Repository files navigation

Rebar Counting Computer Vision using Faster RCNN with ResNet-50 Pretrained Backbone

For Huawei Certified ICT Associate Competition 2021 AI Track - Indonesia (UKPetra) October 29th 2021

Second Place - 95% Accuracy

Open in Colab

Table of Contents

Team Members (UKPetra)

  • Dr. Ing.
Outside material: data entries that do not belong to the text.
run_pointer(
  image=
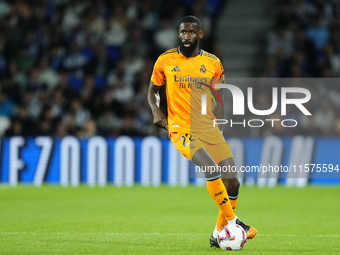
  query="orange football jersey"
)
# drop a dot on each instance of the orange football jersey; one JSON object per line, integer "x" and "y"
{"x": 186, "y": 80}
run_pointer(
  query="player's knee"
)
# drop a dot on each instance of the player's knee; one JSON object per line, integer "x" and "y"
{"x": 232, "y": 184}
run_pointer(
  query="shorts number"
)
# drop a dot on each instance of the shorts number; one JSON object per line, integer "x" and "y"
{"x": 184, "y": 138}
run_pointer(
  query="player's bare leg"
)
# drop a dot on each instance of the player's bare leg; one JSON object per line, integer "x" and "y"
{"x": 232, "y": 184}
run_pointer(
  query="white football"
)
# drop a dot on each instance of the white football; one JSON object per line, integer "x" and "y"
{"x": 232, "y": 237}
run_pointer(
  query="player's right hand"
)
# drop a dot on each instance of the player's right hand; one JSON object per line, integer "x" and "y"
{"x": 159, "y": 120}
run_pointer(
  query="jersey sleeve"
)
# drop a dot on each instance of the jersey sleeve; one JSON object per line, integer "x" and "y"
{"x": 219, "y": 74}
{"x": 158, "y": 76}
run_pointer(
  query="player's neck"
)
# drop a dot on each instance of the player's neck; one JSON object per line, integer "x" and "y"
{"x": 195, "y": 53}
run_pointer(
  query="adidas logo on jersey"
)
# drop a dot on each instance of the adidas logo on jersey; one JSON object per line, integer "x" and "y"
{"x": 176, "y": 69}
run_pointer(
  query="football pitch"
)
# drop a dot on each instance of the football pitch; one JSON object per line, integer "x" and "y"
{"x": 164, "y": 220}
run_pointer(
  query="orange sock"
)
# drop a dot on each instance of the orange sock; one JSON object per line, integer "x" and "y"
{"x": 218, "y": 192}
{"x": 221, "y": 220}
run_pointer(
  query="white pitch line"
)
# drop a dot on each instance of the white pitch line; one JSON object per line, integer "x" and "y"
{"x": 157, "y": 234}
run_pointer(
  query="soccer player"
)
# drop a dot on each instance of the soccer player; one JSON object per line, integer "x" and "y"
{"x": 189, "y": 72}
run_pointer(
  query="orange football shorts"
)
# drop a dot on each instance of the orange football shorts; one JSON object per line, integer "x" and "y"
{"x": 213, "y": 142}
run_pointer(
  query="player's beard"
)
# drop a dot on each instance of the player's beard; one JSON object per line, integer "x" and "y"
{"x": 187, "y": 51}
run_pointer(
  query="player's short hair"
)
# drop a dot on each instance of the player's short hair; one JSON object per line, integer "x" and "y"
{"x": 192, "y": 19}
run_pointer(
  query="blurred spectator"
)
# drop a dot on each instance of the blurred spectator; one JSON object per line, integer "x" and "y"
{"x": 6, "y": 105}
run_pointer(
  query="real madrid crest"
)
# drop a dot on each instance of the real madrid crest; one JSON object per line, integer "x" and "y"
{"x": 203, "y": 69}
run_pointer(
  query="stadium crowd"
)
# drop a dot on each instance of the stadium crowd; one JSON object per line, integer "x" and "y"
{"x": 82, "y": 68}
{"x": 305, "y": 43}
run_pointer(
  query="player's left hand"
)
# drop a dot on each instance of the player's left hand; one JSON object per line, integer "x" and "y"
{"x": 159, "y": 119}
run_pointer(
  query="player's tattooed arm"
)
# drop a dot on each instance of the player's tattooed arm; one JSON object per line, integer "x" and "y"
{"x": 154, "y": 100}
{"x": 218, "y": 109}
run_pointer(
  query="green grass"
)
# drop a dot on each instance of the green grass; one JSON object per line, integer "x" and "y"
{"x": 165, "y": 220}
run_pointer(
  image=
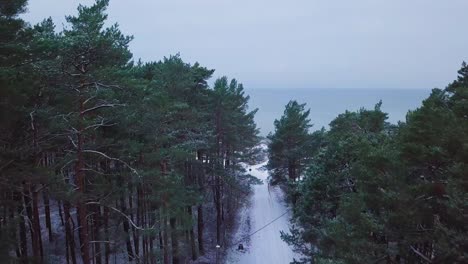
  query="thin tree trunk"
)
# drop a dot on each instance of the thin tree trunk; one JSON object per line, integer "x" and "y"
{"x": 37, "y": 239}
{"x": 106, "y": 231}
{"x": 69, "y": 231}
{"x": 200, "y": 230}
{"x": 192, "y": 235}
{"x": 126, "y": 227}
{"x": 174, "y": 241}
{"x": 45, "y": 195}
{"x": 165, "y": 241}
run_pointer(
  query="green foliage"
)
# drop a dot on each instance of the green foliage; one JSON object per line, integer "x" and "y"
{"x": 85, "y": 125}
{"x": 377, "y": 193}
{"x": 290, "y": 145}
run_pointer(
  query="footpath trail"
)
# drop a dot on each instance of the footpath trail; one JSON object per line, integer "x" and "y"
{"x": 261, "y": 221}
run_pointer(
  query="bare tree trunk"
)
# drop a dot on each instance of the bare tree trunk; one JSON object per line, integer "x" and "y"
{"x": 37, "y": 238}
{"x": 200, "y": 229}
{"x": 106, "y": 230}
{"x": 165, "y": 241}
{"x": 80, "y": 183}
{"x": 126, "y": 226}
{"x": 69, "y": 231}
{"x": 45, "y": 195}
{"x": 174, "y": 241}
{"x": 192, "y": 235}
{"x": 22, "y": 228}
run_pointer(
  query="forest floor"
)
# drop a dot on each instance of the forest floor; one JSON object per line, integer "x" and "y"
{"x": 259, "y": 224}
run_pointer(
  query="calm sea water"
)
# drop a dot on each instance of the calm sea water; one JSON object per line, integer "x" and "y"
{"x": 326, "y": 104}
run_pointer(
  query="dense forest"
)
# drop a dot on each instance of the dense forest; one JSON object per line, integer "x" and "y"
{"x": 104, "y": 159}
{"x": 108, "y": 159}
{"x": 366, "y": 191}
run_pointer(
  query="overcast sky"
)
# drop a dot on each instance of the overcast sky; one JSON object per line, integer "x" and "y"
{"x": 296, "y": 43}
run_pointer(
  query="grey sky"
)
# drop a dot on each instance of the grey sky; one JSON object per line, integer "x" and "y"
{"x": 296, "y": 43}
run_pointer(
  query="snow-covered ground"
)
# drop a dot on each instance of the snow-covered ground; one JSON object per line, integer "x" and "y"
{"x": 265, "y": 246}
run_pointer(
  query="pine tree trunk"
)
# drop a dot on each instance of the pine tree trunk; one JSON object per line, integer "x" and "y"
{"x": 69, "y": 231}
{"x": 192, "y": 235}
{"x": 80, "y": 183}
{"x": 45, "y": 195}
{"x": 165, "y": 241}
{"x": 200, "y": 229}
{"x": 22, "y": 228}
{"x": 97, "y": 227}
{"x": 106, "y": 231}
{"x": 37, "y": 239}
{"x": 174, "y": 241}
{"x": 126, "y": 228}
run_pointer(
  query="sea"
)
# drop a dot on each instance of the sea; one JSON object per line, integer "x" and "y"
{"x": 326, "y": 104}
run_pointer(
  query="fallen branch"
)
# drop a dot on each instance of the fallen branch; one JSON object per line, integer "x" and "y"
{"x": 99, "y": 107}
{"x": 420, "y": 254}
{"x": 119, "y": 160}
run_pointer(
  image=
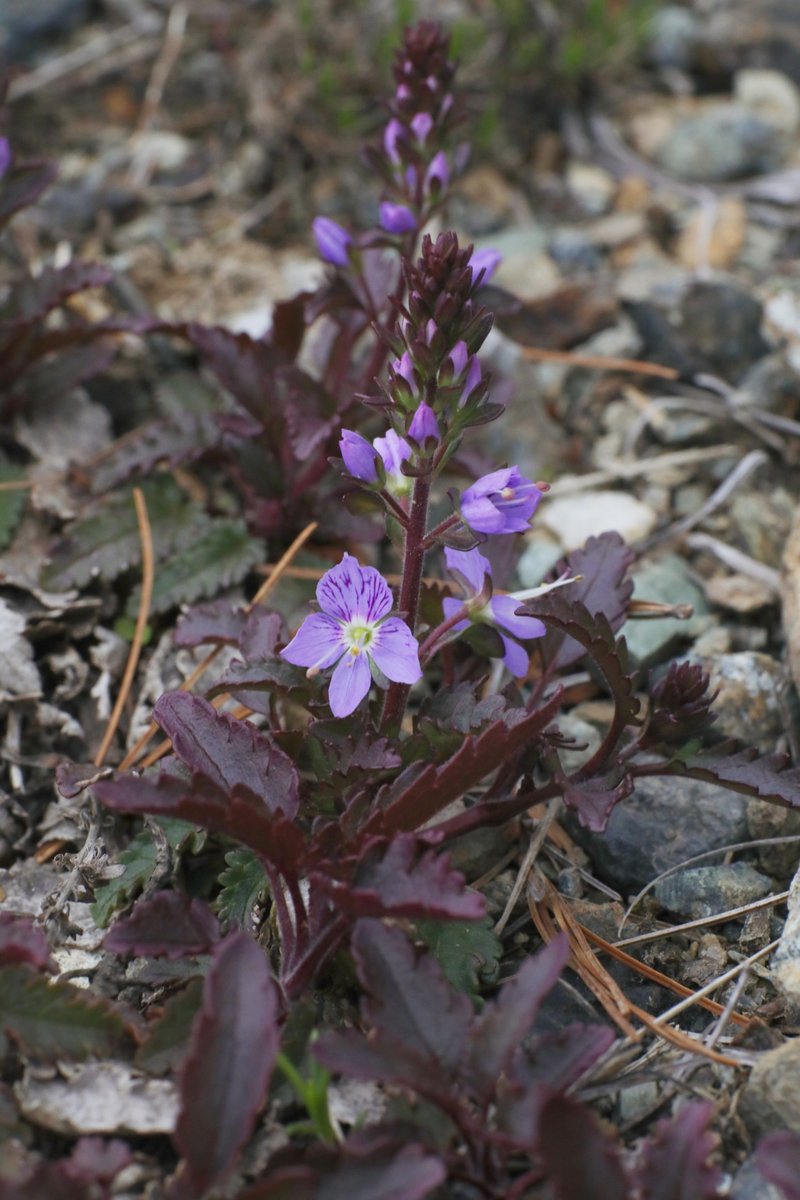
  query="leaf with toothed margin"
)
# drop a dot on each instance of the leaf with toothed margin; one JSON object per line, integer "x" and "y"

Indar Sugiarto, S.T., M.Sc. (Mentor)

  • Nicholas Sebastian Veron

  • Vincent Darmawan

  • Yoshua Kaleb Purwanto

Prerequisites

Datasets

Code Breakdown

PyTorch and Pycocotools Installation and Initialization

First, we install PyTorch 1.4.0 with torchvision 0.5.0 to the current python kernel (assuming numpy, pillow, request, matplotlib, and cv2 are already installed).

# import pytorch ver 1.4.0 and pycocotools

%pip install torch==1.4.0 torchvision==0.5.0 -f https://download.pytorch.org/whl/torch_stable.html
%pip install pycocotools
import torch
import torchvision
import pycocotools.cocoeval
if torch.__version__.count("1.4.0") == 0:
    print("This code uses pytorch 1.4.0!")
    assert False

DEVICE = torch.device('cuda') if torch.cuda.is_available() else torch.device('cpu')

This part of code ensures that it has the correct version of PyTorch, otherwise it will stop the program.

if torch.__version__.count("1.4.0") == 0:
    print("This code uses pytorch 1.4.0!")
    assert False

Then it checks if CUDA is available or not, if CUDA is not available then CPU will be used as processing device.

DEVICE = torch.device('cuda') if torch.cuda.is_available() else torch.device('cpu')

Downloading Train and Test Datasets

Next, we download "Rebar Count" training and test datasets from Huawei Cloud Bucket, extracts it, and deletes it to clear up storage space.

# download training and test data

import os
import requests
import zipfile
import shutil

if not os.path.exists('./rebar_count_datasets'):
    print('Downloading code and datasets...')
    url = 'https://cnnorth4-modelhub-datasets-obsfs-sfnua.obs.cn-north-4.myhuaweicloud.com/content/c2c1853f-d6a6-4c9d-ac0e-203d4c304c88/NkxX5K/dataset/rebar_count_datasets.zip'
    r = requests.get(url, allow_redirects=True)
    open('./rebar_count_datasets.zip', 'wb').write(r.content)

    with zipfile.ZipFile('./rebar_count_datasets.zip', 'r') as zip_ref:
        zip_ref.extractall('./')

    if os.path.exists('./v0.6.0.zip'):
        os.remove('./v0.6.0.zip')

    if os.path.exists('./rebar_count_datasets'):
         print('Download code and datasets success')
    else:
         print('Download code and datasets failed, please check the download url is valid or not.')
		 
else:
    print('./rebar_count_datasets already exists')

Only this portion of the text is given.